Spring Thoughts
Mar. 29th, 2019 07:25 pmGirlbear and I have been to East Finchley to collect my new glasses.. it must be getting on for three years since I had my eyes tested, and at that time I was offered a pair so complex, and hence so expensive, that I said I would think about it, and didn't. A new optician too, or at least new to me as an optician; I previously only knew him as a good, and very inventive, player on the bouzouki. This may not be the best recommendation for his skills in optometry, but after all, it's more than we often know about the tradespeople we engage.
So far it seems to be going well; I have two pairs of spectacles, for less than half the price I was quoted three years ago, and the distance pair have a magnetic clip-on to convert them to sunglasses; the computer pair have a case with pictures of bicycles. And there is so much detail in the world – if you never let your glasses get six years old (or take LSD) you might not be aware how many different bits go to make up a tree. After lunch at the New Local Cafe we walk through Cherry Tree Wood and into Highgate Wood.

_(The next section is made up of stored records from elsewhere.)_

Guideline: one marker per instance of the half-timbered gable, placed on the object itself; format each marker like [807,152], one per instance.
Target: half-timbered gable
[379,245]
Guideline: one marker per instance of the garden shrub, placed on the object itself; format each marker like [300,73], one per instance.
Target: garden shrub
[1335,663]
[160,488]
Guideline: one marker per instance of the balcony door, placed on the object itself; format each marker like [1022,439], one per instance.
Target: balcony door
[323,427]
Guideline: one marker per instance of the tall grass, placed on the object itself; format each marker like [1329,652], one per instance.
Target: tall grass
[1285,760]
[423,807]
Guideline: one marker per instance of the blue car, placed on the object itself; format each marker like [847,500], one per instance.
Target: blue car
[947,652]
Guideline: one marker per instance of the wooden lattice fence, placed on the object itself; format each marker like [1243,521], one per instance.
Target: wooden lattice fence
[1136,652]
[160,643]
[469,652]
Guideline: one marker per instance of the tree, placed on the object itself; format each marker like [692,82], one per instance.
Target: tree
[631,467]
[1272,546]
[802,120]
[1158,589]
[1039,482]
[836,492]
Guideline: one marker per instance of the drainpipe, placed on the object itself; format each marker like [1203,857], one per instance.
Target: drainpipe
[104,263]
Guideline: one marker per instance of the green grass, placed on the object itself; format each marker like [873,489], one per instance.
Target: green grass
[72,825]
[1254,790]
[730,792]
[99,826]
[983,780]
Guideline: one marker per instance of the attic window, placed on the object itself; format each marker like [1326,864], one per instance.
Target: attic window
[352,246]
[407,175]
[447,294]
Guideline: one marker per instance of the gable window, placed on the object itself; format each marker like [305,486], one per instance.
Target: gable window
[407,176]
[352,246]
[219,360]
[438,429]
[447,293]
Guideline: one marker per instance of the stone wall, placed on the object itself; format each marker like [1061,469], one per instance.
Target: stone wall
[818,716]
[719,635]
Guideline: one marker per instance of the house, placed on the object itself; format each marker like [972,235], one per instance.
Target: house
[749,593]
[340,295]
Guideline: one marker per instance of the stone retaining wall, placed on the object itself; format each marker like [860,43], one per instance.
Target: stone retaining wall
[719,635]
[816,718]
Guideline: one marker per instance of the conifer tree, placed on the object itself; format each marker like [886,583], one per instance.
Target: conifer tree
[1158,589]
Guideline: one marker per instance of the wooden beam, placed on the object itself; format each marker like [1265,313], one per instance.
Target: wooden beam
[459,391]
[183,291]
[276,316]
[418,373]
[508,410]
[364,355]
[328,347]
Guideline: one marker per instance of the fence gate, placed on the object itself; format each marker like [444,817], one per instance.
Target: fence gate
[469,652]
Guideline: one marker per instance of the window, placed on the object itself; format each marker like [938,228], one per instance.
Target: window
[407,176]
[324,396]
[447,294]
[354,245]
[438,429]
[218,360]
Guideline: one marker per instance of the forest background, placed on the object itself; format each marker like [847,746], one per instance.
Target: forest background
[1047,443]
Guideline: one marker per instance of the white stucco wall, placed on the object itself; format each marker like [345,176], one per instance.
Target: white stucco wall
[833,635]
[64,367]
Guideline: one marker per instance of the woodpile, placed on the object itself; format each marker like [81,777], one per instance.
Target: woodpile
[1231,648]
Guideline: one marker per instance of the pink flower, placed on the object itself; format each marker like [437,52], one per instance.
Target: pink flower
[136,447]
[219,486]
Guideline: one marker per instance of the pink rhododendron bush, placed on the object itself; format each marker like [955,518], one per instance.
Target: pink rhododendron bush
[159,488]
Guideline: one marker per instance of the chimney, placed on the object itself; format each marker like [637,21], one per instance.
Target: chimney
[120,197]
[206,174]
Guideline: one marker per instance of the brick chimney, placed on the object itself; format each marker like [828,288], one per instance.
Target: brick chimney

Even before the new glasses I had been admiring the white blossoming shrub in the back garden, and admiring its bravery in the face of the cold snap threatened for the weekend. It put me in mind of Du Fu's “Spring Thoughts”, which contains both the pathetic fallacy and its reverse, a sort of “how can these things just keep on budding as if the nation wasn't falling apart?” I'm sure there are more elegant translations, but my own is the only one I have to hand:
The nation fallen, valley and hill remain:
In spring, the cities rife with green again.
Moved by hard times, the flowers sprinkle tears;
Reluctantly parting birds awaken fears.
Three months pass ,the beacons never grow cold;
A letter from home is worth a heap of gold.
I scratch my head, my white hair grown so thin,
Too meagre, soon, to hold the lightest pin.